Cranberries laughed. “Maybe after we move to Seattle,” she said.


Expat moved out after Christmas. The conversation I’d been dreading went off hitchless. After the new year, she came home from work. We had a beer. I told it was cool if she wanted to move out. I braced myself for her refusal and was met with her relief. She found a place with another friend within days and moved out without a quibble. A week later, she drove up at lunchtime and asked if I wanted to come out for a diner burger.  We talked like normal people, unburdened by the challenge of cohabitation, and counted each other as close friends within, what felt like, moments. And that friendship has since stretched over a couple continents and lasted something like, sixteen years.  There are stranger ways of making a best friend, I guess.

I stretched out in the house, moved my desk into the little room, and encouraged the old crowd from Estes to come back over for TV nights. Cranberries was over a lot.

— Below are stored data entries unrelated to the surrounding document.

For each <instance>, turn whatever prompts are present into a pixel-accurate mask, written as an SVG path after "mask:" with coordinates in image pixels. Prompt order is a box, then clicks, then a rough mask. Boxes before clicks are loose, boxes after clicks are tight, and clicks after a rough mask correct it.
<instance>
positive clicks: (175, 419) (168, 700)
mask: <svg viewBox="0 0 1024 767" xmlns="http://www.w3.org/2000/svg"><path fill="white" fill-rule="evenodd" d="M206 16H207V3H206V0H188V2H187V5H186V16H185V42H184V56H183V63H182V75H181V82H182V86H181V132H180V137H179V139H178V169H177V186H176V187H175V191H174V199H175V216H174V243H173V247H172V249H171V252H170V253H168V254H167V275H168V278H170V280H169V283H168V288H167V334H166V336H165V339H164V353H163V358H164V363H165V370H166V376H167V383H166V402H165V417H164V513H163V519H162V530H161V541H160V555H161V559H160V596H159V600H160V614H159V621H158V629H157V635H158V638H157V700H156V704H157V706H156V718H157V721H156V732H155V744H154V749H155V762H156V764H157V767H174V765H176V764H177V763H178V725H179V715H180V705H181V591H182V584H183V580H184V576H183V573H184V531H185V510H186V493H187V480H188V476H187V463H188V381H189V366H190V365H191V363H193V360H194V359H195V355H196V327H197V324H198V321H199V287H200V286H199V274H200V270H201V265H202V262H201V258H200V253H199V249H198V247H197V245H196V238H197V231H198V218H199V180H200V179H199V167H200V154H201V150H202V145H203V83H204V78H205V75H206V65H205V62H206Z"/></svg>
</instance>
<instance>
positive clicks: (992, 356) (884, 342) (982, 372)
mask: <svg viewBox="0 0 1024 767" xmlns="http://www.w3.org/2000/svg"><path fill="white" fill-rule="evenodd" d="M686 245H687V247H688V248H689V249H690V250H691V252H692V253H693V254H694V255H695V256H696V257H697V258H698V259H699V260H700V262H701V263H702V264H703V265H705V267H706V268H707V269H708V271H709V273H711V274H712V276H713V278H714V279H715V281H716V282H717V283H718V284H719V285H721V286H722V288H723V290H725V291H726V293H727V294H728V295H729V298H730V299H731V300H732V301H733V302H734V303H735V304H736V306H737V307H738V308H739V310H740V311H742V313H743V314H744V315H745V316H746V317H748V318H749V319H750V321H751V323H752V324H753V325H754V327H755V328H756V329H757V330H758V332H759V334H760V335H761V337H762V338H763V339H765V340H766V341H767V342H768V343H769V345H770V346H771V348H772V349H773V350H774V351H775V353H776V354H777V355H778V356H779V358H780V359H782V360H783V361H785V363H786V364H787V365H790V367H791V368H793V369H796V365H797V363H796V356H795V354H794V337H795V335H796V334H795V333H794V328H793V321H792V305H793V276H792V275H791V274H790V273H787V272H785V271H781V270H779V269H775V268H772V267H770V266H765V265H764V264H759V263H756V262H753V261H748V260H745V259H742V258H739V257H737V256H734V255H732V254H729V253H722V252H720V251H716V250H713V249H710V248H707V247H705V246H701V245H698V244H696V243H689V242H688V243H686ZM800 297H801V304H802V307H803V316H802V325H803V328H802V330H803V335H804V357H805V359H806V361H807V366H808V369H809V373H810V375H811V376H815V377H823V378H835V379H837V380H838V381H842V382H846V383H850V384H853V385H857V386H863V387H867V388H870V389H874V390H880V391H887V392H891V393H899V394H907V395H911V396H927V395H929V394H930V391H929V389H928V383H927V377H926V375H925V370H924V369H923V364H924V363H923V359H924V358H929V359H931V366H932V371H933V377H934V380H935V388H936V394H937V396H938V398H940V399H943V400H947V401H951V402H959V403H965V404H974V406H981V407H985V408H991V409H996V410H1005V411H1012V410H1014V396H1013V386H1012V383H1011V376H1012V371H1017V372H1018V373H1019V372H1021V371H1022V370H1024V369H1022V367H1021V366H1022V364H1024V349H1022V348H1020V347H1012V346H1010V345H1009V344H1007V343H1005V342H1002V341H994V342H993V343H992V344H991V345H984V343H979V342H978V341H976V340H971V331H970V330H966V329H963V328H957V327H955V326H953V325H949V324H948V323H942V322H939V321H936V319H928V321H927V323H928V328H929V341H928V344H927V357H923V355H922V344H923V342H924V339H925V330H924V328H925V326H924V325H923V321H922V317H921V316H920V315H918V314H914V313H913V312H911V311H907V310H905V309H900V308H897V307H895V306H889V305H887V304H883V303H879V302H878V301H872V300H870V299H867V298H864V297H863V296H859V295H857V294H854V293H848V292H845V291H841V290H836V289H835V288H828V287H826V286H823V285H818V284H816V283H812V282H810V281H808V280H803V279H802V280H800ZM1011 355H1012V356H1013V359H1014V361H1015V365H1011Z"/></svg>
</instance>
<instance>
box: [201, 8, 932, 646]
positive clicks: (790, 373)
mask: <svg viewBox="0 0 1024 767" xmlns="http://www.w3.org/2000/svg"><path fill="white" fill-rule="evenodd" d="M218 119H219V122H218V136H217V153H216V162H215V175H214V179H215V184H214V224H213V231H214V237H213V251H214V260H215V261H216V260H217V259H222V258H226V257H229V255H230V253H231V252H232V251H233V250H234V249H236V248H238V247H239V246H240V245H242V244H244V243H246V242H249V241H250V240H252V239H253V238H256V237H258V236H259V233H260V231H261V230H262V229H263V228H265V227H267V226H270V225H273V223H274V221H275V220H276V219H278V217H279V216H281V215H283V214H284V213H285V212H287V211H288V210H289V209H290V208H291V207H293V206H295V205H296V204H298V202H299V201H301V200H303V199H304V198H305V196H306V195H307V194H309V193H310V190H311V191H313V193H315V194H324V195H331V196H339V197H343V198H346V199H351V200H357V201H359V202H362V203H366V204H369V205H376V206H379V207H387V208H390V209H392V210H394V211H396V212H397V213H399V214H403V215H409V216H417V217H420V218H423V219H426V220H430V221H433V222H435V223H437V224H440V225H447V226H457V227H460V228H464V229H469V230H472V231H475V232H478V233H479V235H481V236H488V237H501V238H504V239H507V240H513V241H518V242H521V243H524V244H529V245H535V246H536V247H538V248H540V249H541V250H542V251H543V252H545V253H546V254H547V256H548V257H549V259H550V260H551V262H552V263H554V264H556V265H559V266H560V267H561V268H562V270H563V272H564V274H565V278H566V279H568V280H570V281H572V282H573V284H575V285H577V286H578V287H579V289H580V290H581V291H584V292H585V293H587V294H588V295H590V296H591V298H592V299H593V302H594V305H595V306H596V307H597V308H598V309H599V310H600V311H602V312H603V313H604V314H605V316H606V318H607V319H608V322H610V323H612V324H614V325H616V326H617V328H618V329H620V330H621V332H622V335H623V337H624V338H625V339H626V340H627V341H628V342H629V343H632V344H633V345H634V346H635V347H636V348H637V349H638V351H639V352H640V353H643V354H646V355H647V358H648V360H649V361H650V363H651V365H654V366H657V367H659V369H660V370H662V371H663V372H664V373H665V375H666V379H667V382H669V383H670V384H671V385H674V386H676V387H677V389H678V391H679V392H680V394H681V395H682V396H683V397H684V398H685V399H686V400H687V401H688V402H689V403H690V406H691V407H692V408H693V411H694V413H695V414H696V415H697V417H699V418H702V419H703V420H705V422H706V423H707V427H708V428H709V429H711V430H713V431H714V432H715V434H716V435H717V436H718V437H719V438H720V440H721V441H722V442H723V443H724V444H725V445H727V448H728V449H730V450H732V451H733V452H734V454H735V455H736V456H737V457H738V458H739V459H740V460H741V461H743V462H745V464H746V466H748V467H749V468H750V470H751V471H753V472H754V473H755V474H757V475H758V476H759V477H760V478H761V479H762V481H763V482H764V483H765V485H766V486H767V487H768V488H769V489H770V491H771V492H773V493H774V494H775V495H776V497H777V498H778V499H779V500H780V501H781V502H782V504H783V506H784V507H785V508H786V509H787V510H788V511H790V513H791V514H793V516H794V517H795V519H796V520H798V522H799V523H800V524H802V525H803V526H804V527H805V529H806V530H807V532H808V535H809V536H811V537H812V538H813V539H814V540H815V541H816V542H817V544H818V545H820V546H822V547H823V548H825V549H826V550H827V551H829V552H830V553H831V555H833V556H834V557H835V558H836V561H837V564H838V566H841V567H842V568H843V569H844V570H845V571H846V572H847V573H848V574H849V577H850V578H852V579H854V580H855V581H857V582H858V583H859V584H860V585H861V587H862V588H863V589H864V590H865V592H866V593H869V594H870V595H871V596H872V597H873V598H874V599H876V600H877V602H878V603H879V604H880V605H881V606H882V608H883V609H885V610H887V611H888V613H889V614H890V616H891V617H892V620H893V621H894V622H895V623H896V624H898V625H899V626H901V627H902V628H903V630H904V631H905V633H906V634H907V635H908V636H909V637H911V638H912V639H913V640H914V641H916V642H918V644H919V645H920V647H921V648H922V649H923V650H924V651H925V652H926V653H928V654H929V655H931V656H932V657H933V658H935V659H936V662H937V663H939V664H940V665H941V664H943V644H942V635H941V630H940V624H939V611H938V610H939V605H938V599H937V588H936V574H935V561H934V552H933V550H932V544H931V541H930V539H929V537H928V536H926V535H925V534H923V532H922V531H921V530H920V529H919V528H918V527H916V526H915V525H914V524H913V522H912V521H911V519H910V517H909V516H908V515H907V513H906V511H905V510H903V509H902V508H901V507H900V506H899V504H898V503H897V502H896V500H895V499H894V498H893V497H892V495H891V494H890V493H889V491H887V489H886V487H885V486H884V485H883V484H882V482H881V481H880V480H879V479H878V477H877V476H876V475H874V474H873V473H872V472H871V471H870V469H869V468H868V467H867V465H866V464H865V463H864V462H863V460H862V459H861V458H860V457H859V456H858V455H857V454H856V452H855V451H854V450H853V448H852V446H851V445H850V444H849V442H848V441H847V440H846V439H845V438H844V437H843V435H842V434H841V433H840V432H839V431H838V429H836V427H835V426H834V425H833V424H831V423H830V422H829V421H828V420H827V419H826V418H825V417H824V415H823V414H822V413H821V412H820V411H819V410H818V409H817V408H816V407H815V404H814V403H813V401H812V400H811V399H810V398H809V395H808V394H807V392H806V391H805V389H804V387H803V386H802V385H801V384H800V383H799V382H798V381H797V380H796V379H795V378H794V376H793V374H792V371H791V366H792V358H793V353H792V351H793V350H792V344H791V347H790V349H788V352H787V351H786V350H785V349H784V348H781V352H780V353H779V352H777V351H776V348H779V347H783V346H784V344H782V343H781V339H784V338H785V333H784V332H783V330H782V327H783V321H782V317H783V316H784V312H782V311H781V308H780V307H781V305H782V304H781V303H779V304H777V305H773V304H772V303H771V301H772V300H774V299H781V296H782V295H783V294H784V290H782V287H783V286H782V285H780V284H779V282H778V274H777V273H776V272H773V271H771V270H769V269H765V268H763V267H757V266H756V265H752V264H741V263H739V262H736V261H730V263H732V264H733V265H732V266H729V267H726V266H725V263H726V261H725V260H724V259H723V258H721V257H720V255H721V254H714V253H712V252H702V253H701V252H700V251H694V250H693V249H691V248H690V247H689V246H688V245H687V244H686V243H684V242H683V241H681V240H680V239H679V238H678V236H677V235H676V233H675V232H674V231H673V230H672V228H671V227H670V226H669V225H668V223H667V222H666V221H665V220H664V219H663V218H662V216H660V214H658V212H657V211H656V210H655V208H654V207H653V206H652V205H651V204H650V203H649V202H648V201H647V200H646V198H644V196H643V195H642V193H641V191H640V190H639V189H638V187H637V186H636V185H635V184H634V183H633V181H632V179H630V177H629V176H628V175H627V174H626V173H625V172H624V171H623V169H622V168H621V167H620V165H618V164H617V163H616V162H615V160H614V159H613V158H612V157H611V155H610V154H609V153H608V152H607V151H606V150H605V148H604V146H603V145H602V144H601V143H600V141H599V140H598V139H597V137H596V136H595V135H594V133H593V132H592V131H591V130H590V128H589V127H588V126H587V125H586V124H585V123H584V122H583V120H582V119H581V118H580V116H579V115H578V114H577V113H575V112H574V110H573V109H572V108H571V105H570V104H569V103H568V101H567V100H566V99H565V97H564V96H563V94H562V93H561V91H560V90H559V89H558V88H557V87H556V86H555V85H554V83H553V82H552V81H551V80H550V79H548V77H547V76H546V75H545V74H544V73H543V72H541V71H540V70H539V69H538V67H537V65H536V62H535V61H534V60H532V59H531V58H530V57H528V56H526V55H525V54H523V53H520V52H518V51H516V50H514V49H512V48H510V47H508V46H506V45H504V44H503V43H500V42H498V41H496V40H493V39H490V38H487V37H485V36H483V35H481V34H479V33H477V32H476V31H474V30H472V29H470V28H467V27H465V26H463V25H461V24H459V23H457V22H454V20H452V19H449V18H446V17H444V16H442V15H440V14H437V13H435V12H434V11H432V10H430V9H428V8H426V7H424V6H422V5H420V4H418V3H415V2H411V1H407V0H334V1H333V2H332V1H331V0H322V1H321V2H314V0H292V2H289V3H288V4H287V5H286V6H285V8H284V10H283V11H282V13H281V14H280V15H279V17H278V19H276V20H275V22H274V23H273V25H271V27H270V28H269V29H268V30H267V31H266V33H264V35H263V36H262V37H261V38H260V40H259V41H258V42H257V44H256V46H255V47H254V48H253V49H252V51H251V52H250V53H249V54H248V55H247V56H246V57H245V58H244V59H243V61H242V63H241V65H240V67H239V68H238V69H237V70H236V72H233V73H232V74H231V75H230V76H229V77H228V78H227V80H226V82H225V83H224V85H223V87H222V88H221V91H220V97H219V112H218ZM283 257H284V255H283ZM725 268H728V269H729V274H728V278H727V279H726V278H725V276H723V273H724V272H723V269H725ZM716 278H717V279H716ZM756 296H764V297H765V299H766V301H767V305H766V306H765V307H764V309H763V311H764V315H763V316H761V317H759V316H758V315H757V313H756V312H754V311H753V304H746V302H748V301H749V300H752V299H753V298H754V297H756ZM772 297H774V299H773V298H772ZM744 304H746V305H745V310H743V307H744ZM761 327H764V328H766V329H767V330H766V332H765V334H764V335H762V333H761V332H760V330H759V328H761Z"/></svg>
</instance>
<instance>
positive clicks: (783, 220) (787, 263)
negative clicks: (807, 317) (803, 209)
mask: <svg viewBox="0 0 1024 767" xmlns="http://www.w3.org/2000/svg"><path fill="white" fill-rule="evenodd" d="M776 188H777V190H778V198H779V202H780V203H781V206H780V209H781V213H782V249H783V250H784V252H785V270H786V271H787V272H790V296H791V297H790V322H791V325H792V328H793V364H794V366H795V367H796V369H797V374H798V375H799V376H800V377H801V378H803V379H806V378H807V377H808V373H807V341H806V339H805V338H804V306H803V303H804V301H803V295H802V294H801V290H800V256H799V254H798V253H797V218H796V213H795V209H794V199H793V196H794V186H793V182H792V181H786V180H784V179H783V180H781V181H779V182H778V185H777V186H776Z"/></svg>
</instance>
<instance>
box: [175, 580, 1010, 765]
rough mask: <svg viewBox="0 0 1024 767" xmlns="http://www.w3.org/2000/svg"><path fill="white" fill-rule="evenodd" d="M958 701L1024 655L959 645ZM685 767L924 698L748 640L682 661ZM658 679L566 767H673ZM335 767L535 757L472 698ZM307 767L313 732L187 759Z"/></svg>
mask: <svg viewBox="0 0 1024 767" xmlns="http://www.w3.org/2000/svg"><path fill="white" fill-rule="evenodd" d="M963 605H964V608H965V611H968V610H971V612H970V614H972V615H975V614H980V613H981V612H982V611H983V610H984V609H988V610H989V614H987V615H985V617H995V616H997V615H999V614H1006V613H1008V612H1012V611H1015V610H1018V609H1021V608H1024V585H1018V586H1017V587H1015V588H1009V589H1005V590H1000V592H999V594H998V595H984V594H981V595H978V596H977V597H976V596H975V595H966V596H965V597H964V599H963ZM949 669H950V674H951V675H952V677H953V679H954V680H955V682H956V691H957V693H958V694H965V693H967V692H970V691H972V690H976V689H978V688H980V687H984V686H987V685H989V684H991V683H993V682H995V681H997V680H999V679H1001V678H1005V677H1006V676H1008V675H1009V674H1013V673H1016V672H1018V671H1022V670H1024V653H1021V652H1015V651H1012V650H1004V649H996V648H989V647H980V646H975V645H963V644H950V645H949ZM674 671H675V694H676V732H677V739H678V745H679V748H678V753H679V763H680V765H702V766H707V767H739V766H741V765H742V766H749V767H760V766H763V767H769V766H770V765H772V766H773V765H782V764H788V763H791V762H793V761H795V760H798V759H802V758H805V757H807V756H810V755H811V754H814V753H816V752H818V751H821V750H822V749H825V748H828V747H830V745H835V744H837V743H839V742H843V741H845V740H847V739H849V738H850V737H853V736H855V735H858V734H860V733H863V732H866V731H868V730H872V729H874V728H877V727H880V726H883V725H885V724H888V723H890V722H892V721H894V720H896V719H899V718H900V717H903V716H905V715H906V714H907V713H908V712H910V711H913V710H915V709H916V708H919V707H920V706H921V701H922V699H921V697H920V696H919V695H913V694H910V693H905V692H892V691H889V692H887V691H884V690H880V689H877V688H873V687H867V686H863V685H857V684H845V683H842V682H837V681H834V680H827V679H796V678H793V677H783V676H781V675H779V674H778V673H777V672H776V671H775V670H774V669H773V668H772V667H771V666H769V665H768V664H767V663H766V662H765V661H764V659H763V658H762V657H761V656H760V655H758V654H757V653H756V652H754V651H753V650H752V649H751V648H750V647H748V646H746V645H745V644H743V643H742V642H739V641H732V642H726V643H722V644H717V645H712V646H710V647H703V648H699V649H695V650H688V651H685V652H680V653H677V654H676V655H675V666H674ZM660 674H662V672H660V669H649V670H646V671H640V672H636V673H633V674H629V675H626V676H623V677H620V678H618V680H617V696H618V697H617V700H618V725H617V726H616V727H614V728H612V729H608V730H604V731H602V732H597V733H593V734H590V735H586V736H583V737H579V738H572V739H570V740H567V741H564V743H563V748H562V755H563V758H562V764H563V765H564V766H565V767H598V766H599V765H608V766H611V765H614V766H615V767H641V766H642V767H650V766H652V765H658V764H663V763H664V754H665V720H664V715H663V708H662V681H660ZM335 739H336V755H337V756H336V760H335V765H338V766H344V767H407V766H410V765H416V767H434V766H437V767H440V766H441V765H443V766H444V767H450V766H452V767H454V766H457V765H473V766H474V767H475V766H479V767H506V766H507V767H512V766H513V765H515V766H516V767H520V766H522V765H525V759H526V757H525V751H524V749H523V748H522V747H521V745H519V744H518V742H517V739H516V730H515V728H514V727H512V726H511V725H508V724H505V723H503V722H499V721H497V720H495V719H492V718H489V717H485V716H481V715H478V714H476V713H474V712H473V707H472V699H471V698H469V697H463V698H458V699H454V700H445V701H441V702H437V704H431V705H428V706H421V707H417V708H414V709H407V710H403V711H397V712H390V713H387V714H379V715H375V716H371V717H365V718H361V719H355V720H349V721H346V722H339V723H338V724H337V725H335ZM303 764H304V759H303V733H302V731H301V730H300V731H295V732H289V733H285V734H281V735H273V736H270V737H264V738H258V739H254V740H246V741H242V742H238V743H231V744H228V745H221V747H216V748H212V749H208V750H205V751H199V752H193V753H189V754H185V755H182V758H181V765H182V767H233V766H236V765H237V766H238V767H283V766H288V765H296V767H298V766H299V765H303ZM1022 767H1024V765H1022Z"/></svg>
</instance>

We’d contemplate Expat’s empty bedroom. The big windows. The quality of light. She said she wished she could move in, but you know. I did. Something would have to happen. The inertia at the Dinghy would continue until another force—or perhaps an avalanche of garbage bags containing Apollo’s clothes—acted against it.

My mother encouraged me to find another roommate. I’d picked up a regular ghostwriting gig that kept me at better-than-destitute levels of income. But still, “You can’t afford to live there alone.” I knew I couldn’t. I also knew that Cranberries was moving back. Just a matter of when. Twelve weeks later, Cranberries brought over a stack of boxes  and started to move her cups and bowls back into the kitchen.

She didn’t really have to say anything. The I’m done was implied. It had already been her room for months.